Methods: A total of 186 subjects were recruited, of which 92 received trazodone XR and 94 received SSRIs. Patients were allocated to trazodone XR or SSRIs, according to the attending physician based on clinical evaluation. Assessments at baseline and weeks 2, 4, 8, and 12 were conducted to evaluate the severity of depression (Montgomery–Åsberg Depression Rating Scale, clinician- and patient-rated Quick Inventory of Depressive Symptomatology—the primary endpoints of the study), anhedonia (the Snaith–Hamilton Pleasure Scale), anxiety (the Hamilton Anxiety Rating Scale), insomnia (the Athens Insomnia Scale), and therapeutic effectiveness (the Clinical Global Impression Scale).
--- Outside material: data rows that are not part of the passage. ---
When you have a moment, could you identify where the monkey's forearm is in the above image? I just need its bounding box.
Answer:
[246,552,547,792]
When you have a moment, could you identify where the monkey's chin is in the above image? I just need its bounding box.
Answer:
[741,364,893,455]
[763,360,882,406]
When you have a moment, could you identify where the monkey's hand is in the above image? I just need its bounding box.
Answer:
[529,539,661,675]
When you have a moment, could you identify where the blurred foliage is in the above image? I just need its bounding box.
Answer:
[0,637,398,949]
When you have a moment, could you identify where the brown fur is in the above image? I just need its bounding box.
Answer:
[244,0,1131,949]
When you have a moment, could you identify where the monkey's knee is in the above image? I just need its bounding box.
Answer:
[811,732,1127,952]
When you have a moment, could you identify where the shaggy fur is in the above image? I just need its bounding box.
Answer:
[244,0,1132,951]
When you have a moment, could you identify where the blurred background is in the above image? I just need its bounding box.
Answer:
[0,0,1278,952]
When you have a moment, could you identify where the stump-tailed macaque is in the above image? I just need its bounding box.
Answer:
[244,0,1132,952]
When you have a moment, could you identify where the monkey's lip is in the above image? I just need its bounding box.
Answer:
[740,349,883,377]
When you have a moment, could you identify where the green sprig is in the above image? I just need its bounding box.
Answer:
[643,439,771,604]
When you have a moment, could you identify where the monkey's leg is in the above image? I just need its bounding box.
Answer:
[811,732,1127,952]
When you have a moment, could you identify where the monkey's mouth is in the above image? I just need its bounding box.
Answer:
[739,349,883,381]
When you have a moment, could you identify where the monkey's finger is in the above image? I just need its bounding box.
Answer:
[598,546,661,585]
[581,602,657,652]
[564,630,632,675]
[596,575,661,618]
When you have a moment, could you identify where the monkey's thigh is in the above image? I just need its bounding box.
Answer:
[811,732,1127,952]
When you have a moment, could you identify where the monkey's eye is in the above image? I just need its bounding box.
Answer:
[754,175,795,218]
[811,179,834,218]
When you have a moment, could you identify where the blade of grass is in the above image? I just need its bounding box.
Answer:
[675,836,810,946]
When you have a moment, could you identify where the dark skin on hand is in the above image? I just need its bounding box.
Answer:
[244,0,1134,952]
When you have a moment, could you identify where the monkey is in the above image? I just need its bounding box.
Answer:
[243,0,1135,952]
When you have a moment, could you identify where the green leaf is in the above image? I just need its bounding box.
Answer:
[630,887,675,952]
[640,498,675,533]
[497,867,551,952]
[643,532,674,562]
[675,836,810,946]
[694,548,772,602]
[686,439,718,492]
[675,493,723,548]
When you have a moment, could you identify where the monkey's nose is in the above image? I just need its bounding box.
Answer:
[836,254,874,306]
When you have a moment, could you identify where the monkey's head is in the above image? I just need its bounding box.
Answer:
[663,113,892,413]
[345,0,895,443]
Results: After 12 weeks, trazodone XR was more effective than SSRIs in reducing the severity of depression, anxiety, and insomnia. There was a trend for higher effectiveness of in reduction of anhedonia, which became insignificant after controlling the results for the duration of previous psychiatric treatment as a covariate. The proportion of treatment-responsive subjects in the trazodone XR group compared to SSRIs was comparable or higher. The proportion of patients achieving remission was higher in the trazodone XR arm vs. the SSRI arm.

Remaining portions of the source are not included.